Schließungen wegen Corona

Freiburger Einzelhändler starten kostenlosen Lieferservice

Holger Schindler

Von Holger Schindler

Do, 19. März 2020 um 09:20 Uhr

Freiburg

Freiburgs Läden sind seit Mittwoch geschlossen, aber die Kunden sollen weiter lokal einkaufen können: Die Händler-Aktionsgemeinschaft "Z’Friburg in der Stadt" bietet jetzt einen Lieferservice an.
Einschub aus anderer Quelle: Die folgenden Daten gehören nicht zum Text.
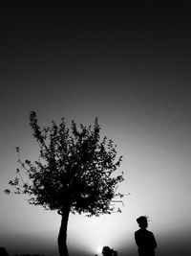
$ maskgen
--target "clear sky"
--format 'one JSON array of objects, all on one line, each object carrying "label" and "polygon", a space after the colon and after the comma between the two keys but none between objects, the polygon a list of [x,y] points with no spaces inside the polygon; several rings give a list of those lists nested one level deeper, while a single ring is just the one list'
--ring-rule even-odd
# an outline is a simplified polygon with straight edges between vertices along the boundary
[{"label": "clear sky", "polygon": [[[2,6],[0,40],[0,246],[56,256],[60,217],[3,190],[15,147],[35,159],[29,126],[98,117],[123,155],[121,214],[71,215],[72,256],[103,245],[137,255],[136,219],[150,217],[159,256],[191,253],[191,5]],[[189,1],[187,1],[189,2]]]}]

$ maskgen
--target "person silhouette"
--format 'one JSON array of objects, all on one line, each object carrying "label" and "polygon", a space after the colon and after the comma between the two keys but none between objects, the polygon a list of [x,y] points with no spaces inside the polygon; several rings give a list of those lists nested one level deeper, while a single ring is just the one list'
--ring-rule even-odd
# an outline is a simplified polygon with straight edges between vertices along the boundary
[{"label": "person silhouette", "polygon": [[146,229],[148,226],[147,219],[146,216],[140,216],[137,219],[140,228],[135,232],[135,240],[139,256],[155,256],[155,249],[157,248],[154,234]]}]

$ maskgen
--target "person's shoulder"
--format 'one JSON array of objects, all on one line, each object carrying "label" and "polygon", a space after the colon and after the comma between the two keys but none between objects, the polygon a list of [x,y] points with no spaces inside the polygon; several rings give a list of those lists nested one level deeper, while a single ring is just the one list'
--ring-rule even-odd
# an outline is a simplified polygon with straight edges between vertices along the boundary
[{"label": "person's shoulder", "polygon": [[153,232],[151,232],[150,230],[147,230],[148,234],[153,236]]}]

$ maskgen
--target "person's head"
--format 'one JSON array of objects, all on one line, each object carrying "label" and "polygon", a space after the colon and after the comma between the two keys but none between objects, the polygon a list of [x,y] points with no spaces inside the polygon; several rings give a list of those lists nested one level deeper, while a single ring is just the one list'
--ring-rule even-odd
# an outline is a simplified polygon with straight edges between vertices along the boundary
[{"label": "person's head", "polygon": [[148,226],[147,219],[148,217],[146,216],[140,216],[139,218],[137,219],[137,222],[138,223],[138,226],[140,228],[147,228]]}]

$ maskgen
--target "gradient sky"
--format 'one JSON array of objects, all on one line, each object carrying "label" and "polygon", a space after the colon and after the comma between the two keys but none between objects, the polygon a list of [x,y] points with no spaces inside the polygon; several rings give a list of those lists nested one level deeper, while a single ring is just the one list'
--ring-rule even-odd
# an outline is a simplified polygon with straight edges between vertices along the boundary
[{"label": "gradient sky", "polygon": [[0,246],[56,256],[60,217],[7,196],[17,156],[35,159],[29,126],[98,117],[123,155],[121,214],[71,215],[71,256],[103,245],[137,255],[136,219],[150,217],[159,256],[191,253],[191,5],[2,6]]}]

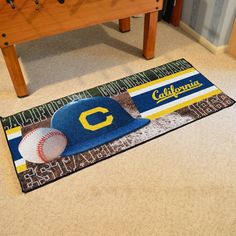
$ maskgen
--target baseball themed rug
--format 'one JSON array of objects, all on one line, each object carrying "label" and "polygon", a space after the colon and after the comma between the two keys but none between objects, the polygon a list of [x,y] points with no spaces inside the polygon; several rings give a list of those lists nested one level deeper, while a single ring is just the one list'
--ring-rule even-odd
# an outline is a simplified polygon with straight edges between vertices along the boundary
[{"label": "baseball themed rug", "polygon": [[234,103],[180,59],[1,122],[22,191],[29,192]]}]

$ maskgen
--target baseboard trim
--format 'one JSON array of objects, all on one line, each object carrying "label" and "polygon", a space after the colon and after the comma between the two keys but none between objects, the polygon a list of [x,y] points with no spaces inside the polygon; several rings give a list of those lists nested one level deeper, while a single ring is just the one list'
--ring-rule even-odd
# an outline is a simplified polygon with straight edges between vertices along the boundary
[{"label": "baseboard trim", "polygon": [[215,46],[213,43],[208,41],[206,38],[201,36],[199,33],[194,31],[192,28],[190,28],[187,24],[185,24],[183,21],[180,21],[179,24],[180,28],[185,31],[186,33],[190,34],[194,39],[197,40],[202,46],[207,48],[209,51],[211,51],[214,54],[220,54],[227,51],[228,45],[222,45],[222,46]]}]

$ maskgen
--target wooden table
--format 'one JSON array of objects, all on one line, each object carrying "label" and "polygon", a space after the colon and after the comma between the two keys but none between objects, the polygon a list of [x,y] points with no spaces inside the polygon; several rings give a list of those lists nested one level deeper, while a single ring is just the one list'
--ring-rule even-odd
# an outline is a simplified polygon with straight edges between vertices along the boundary
[{"label": "wooden table", "polygon": [[0,0],[0,48],[17,96],[27,96],[28,90],[15,44],[116,19],[127,32],[130,16],[145,14],[143,55],[151,59],[162,5],[163,0]]}]

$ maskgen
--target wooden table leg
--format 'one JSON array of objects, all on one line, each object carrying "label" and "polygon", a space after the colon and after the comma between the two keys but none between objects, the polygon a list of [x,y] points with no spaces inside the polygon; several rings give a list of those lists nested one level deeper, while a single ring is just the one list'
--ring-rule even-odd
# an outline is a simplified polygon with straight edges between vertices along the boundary
[{"label": "wooden table leg", "polygon": [[152,59],[155,56],[156,32],[157,11],[146,13],[143,36],[143,55],[146,59]]},{"label": "wooden table leg", "polygon": [[122,33],[130,31],[130,17],[119,20],[119,30]]},{"label": "wooden table leg", "polygon": [[27,96],[28,90],[16,55],[15,47],[11,45],[1,49],[17,96]]}]

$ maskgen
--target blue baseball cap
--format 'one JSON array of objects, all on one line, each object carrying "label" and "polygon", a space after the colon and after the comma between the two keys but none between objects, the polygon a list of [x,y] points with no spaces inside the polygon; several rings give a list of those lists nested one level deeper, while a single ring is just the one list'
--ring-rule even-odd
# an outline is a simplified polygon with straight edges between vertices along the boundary
[{"label": "blue baseball cap", "polygon": [[114,99],[93,97],[60,108],[51,119],[51,127],[67,137],[61,156],[69,156],[120,138],[149,122],[149,119],[133,118]]}]

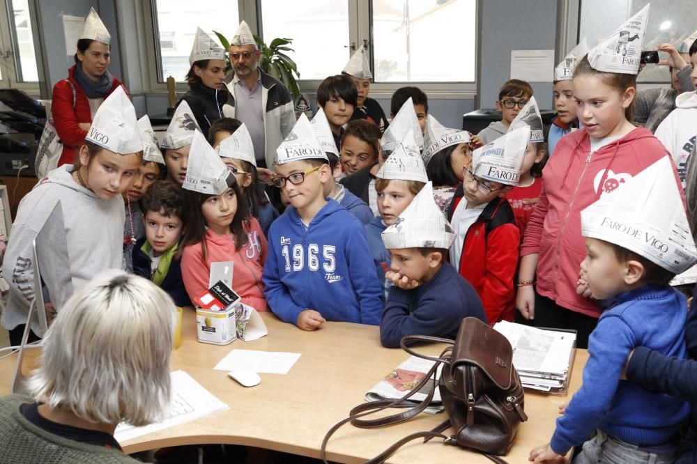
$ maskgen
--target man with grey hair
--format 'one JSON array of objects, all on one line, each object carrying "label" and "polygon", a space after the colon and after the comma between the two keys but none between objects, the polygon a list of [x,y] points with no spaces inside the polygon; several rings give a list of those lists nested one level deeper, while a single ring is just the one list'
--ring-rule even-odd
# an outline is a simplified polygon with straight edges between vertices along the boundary
[{"label": "man with grey hair", "polygon": [[227,83],[232,96],[232,117],[245,123],[252,136],[256,166],[273,165],[276,148],[296,123],[288,88],[258,66],[261,52],[245,21],[230,41],[230,62],[235,71]]}]

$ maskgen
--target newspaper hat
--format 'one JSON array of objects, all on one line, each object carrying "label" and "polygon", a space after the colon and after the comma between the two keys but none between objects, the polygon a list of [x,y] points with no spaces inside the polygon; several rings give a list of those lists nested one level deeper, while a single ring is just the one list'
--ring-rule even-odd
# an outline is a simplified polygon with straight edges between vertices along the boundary
[{"label": "newspaper hat", "polygon": [[285,164],[298,160],[329,161],[324,151],[324,147],[317,140],[314,128],[305,113],[300,114],[291,133],[276,149],[276,157],[273,164]]},{"label": "newspaper hat", "polygon": [[680,274],[697,249],[668,155],[581,212],[581,233],[626,248]]},{"label": "newspaper hat", "polygon": [[118,86],[99,107],[85,140],[120,155],[143,149],[135,108],[123,86]]},{"label": "newspaper hat", "polygon": [[411,130],[390,157],[385,160],[375,176],[392,180],[429,181],[424,160],[416,148],[414,134]]},{"label": "newspaper hat", "polygon": [[256,46],[256,41],[254,40],[254,36],[252,33],[247,22],[243,20],[240,23],[240,26],[237,28],[237,32],[232,36],[230,40],[231,45],[254,45]]},{"label": "newspaper hat", "polygon": [[469,143],[469,141],[470,133],[468,132],[446,127],[429,114],[426,119],[424,151],[421,153],[421,156],[424,159],[424,164],[428,166],[429,162],[431,161],[434,155],[443,148],[453,145]]},{"label": "newspaper hat", "polygon": [[539,109],[537,108],[537,102],[535,100],[535,97],[530,98],[521,112],[518,114],[515,119],[511,121],[507,132],[512,132],[523,125],[530,127],[530,140],[528,141],[544,141],[542,116],[539,115]]},{"label": "newspaper hat", "polygon": [[573,79],[574,68],[588,52],[588,42],[584,37],[581,39],[579,45],[564,57],[564,60],[554,68],[554,80],[569,81]]},{"label": "newspaper hat", "polygon": [[143,161],[151,161],[155,163],[164,164],[164,158],[160,151],[160,144],[158,137],[155,135],[153,126],[150,123],[150,118],[146,114],[138,120],[138,133],[143,143]]},{"label": "newspaper hat", "polygon": [[182,187],[192,192],[220,195],[233,183],[235,175],[208,144],[204,134],[195,131]]},{"label": "newspaper hat", "polygon": [[223,139],[217,146],[218,155],[223,158],[235,158],[251,163],[256,167],[254,146],[247,126],[243,123],[232,134]]},{"label": "newspaper hat", "polygon": [[444,248],[455,240],[452,226],[434,199],[433,185],[427,182],[404,208],[395,223],[381,234],[387,249]]},{"label": "newspaper hat", "polygon": [[358,47],[344,68],[344,72],[358,79],[373,78],[373,75],[370,72],[370,63],[368,63],[368,55],[365,54],[365,49],[362,47]]},{"label": "newspaper hat", "polygon": [[325,152],[332,153],[338,158],[339,150],[334,142],[334,135],[332,134],[332,129],[329,127],[327,115],[324,114],[324,110],[321,107],[317,110],[317,114],[309,123],[312,125],[312,129],[314,130],[314,134],[319,141],[320,146]]},{"label": "newspaper hat", "polygon": [[610,37],[588,52],[591,68],[604,72],[636,74],[649,20],[648,3],[625,22]]},{"label": "newspaper hat", "polygon": [[164,138],[160,146],[163,148],[176,150],[187,145],[191,145],[191,139],[194,137],[194,131],[201,130],[194,113],[189,107],[185,100],[181,100],[179,106],[174,111],[174,116],[169,123],[167,132],[164,132]]},{"label": "newspaper hat", "polygon": [[200,27],[196,28],[194,46],[189,55],[189,65],[192,66],[201,60],[224,60],[225,50]]},{"label": "newspaper hat", "polygon": [[423,150],[424,134],[421,132],[421,125],[416,116],[416,111],[414,111],[414,102],[411,97],[401,105],[380,139],[385,157],[390,156],[410,130],[419,150]]},{"label": "newspaper hat", "polygon": [[530,127],[526,125],[477,148],[472,153],[473,173],[487,180],[517,185],[528,141]]},{"label": "newspaper hat", "polygon": [[84,24],[82,24],[82,31],[80,31],[80,39],[90,39],[101,42],[106,45],[112,43],[112,35],[107,30],[107,26],[102,22],[102,18],[99,17],[94,8],[89,9],[89,14],[85,18]]}]

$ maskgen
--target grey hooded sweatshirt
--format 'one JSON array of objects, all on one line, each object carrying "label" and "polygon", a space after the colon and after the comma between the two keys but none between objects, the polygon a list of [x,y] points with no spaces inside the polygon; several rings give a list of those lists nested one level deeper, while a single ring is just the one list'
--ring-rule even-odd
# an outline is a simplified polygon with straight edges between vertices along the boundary
[{"label": "grey hooded sweatshirt", "polygon": [[[68,165],[52,171],[20,203],[3,261],[10,296],[0,323],[8,330],[26,323],[34,295],[33,240],[59,201],[65,229],[49,233],[65,235],[70,259],[60,262],[51,249],[37,250],[44,266],[41,277],[56,310],[100,271],[123,268],[123,199],[121,195],[100,199],[75,182],[72,171]],[[36,320],[31,329],[43,336]]]}]

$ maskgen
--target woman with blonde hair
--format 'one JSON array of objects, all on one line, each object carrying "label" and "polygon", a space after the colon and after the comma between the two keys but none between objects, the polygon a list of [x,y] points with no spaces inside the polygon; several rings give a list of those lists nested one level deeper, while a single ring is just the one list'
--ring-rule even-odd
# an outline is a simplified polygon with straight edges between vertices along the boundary
[{"label": "woman with blonde hair", "polygon": [[121,270],[82,287],[46,333],[31,397],[0,399],[0,463],[136,462],[114,433],[168,406],[176,315],[164,291]]}]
Seit Mittwoch bleiben die Kaufhäuser und die meisten Einzelhandelsgeschäfte in Freiburg geschlossen, um die Coronainfektionen einzudämmen. Ausgenommen sind nur Lebensmittelgeschäfte und andere Anbieter der täglichen Grundversorgung. Vor diesem Hintergrund hat die Händler-Aktionsgemeinschaft "Z’Friburg in der Stadt", der rund 100 Freiburger Innenstadthändler angehören, einen gemeinsamen kostenlosen Lieferdienst gestartet, der innerhalb des Stadtgebiets Waren bis an die Haustür bringt.
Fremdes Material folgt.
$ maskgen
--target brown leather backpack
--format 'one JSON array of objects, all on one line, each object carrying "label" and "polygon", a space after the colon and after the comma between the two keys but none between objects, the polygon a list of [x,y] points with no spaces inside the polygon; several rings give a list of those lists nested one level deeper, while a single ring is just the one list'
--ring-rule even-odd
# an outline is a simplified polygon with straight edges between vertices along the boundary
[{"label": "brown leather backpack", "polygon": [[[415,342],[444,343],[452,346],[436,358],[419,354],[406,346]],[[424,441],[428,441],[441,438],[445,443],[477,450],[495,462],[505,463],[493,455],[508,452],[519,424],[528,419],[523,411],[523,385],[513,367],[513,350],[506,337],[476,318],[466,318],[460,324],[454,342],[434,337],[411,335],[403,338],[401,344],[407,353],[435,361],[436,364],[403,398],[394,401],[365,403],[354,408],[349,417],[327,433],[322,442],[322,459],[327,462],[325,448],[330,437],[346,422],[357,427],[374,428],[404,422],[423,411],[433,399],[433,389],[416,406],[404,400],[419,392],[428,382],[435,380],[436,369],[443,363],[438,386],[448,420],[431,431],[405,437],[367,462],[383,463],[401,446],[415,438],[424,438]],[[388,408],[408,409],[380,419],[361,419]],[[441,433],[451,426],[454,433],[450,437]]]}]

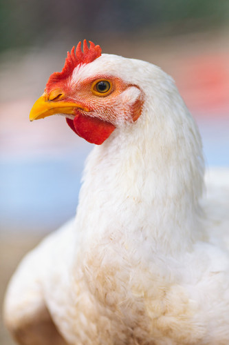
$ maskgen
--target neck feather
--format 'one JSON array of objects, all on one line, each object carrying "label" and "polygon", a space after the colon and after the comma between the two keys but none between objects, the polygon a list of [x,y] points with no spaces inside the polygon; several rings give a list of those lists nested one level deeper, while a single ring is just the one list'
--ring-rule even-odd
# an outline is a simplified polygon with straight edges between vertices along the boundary
[{"label": "neck feather", "polygon": [[156,118],[147,109],[89,155],[78,218],[97,235],[141,233],[154,250],[180,253],[203,236],[201,139],[184,103]]}]

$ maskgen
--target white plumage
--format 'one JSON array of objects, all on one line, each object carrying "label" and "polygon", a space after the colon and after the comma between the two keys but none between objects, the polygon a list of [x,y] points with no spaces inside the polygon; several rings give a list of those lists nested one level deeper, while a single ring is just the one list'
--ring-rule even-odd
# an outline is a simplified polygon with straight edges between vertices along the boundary
[{"label": "white plumage", "polygon": [[23,345],[65,344],[32,326],[49,313],[69,344],[228,345],[228,172],[207,178],[206,195],[198,130],[158,67],[102,55],[69,83],[96,75],[131,86],[117,97],[116,128],[87,158],[76,219],[13,276],[6,324]]}]

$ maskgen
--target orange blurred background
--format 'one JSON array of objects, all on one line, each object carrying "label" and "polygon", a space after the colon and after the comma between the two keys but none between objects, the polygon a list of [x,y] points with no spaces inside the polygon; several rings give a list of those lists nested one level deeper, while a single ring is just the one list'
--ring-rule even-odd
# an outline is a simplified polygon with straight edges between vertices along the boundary
[{"label": "orange blurred background", "polygon": [[28,120],[67,50],[86,38],[162,67],[199,125],[207,168],[228,167],[228,19],[229,2],[212,0],[0,1],[0,294],[23,252],[75,214],[92,146],[63,117]]}]

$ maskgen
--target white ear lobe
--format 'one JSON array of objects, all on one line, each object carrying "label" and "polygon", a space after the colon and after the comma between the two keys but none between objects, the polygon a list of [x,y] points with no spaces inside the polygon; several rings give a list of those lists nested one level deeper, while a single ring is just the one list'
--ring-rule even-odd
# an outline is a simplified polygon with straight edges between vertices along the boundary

Auch der Münstermarkt könnte einbezogen werden

"Organisiert ist das Ganze so, dass die Kunden im Laufe des Tages direkt beim jeweiligen Händler bestellen, was sie wünschen, per Telefon, Fax oder E-Mail – bei manchen auch schon im Onlineshop – und die Waren dann am Nachmittag und am Abend zusammengestellt und möglichst mit einer Fahrt ausgeliefert werden", erklärt Susanne Atila, Z’Friburg-Geschäftsführerin. "Am Anfang kann es da vielleicht auch noch zu Doppellieferungen kommen, aber wir werden den neuen Service laufend optimieren."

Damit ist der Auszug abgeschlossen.